Credit Score Myth #1: Credit scores are the only factor in determining if you can get credit. (Courtesy of Discover.com)
Your credit score is a very important aspect of a lending decision, but it’s not the only one.
A recent high school graduate may have a less-than-great credit score because he just started using credit cards, but if he has a parent co-sign and can show adequate income and employment, lenders would likely still consider him a viable candidate for a car loan. Lenders gather different types of personal information and make decisions based on their interpretation of these facts and their specific underwriting policies. Your credit score is certainly part of this decision, but other factors such as employment, household income, co-signers and the level of risk a lender is willing to assume all play into lending decisions.
Credit Score Myth #2: You should close a credit card when you pay it off so the history is erased.
The fact is any missed payment stays on your report for seven years, whether or not the card is currently in use1. Always try to make payments on time even if you can only send the minimum balance. If you miss a payment by a few days, call your card’s customer service and see if they’ll give you a pass for this one-time error so it doesn’t hurt your score.
If you’ve recently paid off a card, congratulations! But put away the scissors. Keeping a card open establishes a longer credit history and improves your credit utilization rate. This is your total amount of debt divided by your total credit limits. When you close a card your available credit decreases and your credit utilization rate increases. An ideal rate is 30% or under, so keep that in mind before deciding to close an account2.
Credit Score Myth #3: Your age, sex or marital status affects your credit score.
Thanks to the Equal Credit Opportunity Act signed into law by President Ford in 1976, creditors are not able to base any lending decisions on a borrower’s race, color, religion, national origin, sex, marital status or age3. None of this information is used to determine your credit score.
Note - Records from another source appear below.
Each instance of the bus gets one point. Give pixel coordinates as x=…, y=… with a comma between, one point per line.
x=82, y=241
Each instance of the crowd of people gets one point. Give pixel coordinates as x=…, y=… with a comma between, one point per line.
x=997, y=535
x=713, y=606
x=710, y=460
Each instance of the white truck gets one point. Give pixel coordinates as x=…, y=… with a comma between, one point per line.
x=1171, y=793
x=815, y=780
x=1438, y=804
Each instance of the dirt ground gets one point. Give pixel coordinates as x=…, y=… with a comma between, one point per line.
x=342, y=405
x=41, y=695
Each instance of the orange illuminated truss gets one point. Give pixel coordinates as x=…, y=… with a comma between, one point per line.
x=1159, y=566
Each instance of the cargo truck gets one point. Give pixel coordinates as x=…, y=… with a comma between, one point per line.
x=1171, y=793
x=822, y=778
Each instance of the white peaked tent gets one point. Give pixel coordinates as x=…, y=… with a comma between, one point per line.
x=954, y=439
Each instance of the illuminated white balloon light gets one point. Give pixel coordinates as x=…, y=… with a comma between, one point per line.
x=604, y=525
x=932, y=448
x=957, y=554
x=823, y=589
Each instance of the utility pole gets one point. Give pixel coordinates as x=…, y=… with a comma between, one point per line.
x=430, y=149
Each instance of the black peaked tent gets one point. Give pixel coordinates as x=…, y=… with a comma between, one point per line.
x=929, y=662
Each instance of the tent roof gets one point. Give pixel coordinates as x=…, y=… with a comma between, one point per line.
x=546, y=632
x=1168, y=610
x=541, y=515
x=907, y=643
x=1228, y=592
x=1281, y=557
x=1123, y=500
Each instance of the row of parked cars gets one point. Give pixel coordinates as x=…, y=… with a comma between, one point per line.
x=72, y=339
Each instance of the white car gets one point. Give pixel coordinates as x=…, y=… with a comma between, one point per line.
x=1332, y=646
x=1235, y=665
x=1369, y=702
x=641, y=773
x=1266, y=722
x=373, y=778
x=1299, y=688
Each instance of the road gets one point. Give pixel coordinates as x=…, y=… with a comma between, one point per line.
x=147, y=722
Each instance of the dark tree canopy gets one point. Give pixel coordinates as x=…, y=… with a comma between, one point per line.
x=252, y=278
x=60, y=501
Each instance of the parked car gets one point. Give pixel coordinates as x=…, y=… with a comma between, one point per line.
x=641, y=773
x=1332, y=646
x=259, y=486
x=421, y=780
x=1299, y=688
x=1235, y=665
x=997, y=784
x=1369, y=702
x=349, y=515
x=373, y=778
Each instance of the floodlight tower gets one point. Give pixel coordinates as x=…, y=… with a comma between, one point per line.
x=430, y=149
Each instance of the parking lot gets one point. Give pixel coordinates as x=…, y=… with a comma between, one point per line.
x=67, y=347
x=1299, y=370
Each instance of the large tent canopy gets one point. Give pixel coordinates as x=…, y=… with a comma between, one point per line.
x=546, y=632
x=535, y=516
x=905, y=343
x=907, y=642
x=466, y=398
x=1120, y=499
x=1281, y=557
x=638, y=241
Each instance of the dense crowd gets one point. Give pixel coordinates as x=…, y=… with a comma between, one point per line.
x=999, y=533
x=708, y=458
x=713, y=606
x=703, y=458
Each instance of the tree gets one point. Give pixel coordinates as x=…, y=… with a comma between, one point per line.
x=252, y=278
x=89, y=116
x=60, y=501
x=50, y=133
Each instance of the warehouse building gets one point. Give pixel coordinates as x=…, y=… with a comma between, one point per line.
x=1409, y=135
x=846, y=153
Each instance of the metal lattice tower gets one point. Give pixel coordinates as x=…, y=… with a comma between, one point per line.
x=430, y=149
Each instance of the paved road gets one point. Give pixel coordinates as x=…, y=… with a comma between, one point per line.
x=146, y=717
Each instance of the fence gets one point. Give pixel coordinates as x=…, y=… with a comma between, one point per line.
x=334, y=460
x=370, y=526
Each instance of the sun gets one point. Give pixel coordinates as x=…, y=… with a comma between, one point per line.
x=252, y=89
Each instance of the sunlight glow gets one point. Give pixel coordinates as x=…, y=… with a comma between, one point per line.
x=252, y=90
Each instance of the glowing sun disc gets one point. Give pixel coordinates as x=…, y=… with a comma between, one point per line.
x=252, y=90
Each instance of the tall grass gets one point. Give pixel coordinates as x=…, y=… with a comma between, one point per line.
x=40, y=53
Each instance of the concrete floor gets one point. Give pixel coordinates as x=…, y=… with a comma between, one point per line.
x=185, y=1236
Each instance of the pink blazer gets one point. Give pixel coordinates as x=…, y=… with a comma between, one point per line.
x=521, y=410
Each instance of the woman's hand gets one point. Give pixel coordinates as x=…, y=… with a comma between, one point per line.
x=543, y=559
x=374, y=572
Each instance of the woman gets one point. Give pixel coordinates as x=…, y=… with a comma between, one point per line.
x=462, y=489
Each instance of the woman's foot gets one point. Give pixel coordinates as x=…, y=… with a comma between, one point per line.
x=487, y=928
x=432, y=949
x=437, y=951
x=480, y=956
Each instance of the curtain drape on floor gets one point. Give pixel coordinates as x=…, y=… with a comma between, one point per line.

While your marital status doesn’t affect your score, your personal credit history does. If a 45-year old stay-at-home mom only uses credit cards in her partner’s name, then tries to apply for a loan independently, she would likely have the same score range as a 20-year old without any credit history.
Credit Score Myth #4: You can be penalized for checking your credit score.
To debunk this myth you need to understand the difference between a “soft inquiry” and a “hard inquiry”.
A soft inquiry is when you check your own score or report. There are no penalties for inquiring about your own status. Everyone is legally entitled to free credit reports from the three major bureaus once a year through annualcreditreport.com. You can certainly check your reports more often but the bureaus may charge a fee to provide more than annual reporting.
Hard inquiries are when an outside party checks your credit score on your behalf, typically when you apply for a new line of credit. This can have an effect on your credit score, as too many inquiries in a short period of time can indicate to reporting bureaus that you are having a hard time being approved for credit.
Credit Score Myth #5: I pay my bills on time so I don’t need to check my credit report.
It’s true that paying your bills on time is a major factor in a quality credit score. But that doesn’t mean you should set your credit cards to autopay and never think about your credit report again. A study by the Federal Trade Commission found that one in five American consumers had an error on at least one of their credit reports4. The FTC press release states:
“These are eye-opening numbers for American consumers. The results of this first-of-its-kind study make it clear that consumers should check their credit reports regularly. If they don’t, they are potentially putting their pocketbooks at risk.” -Howard Shelanski, Director of the FTC’s Bureau of Economics
These errors can have a negative effect on your credit score and lead to paying more for car loans and insurance rates. Set yourself a reminder to perform a credit report check at least once a year. If you do find an error, you can work with the credit reporting company to set the record straight.
We hope this article has helped clear up some common myths about credit scores. The better informed you are about lending practices the more intelligent decisions you can make about your finances.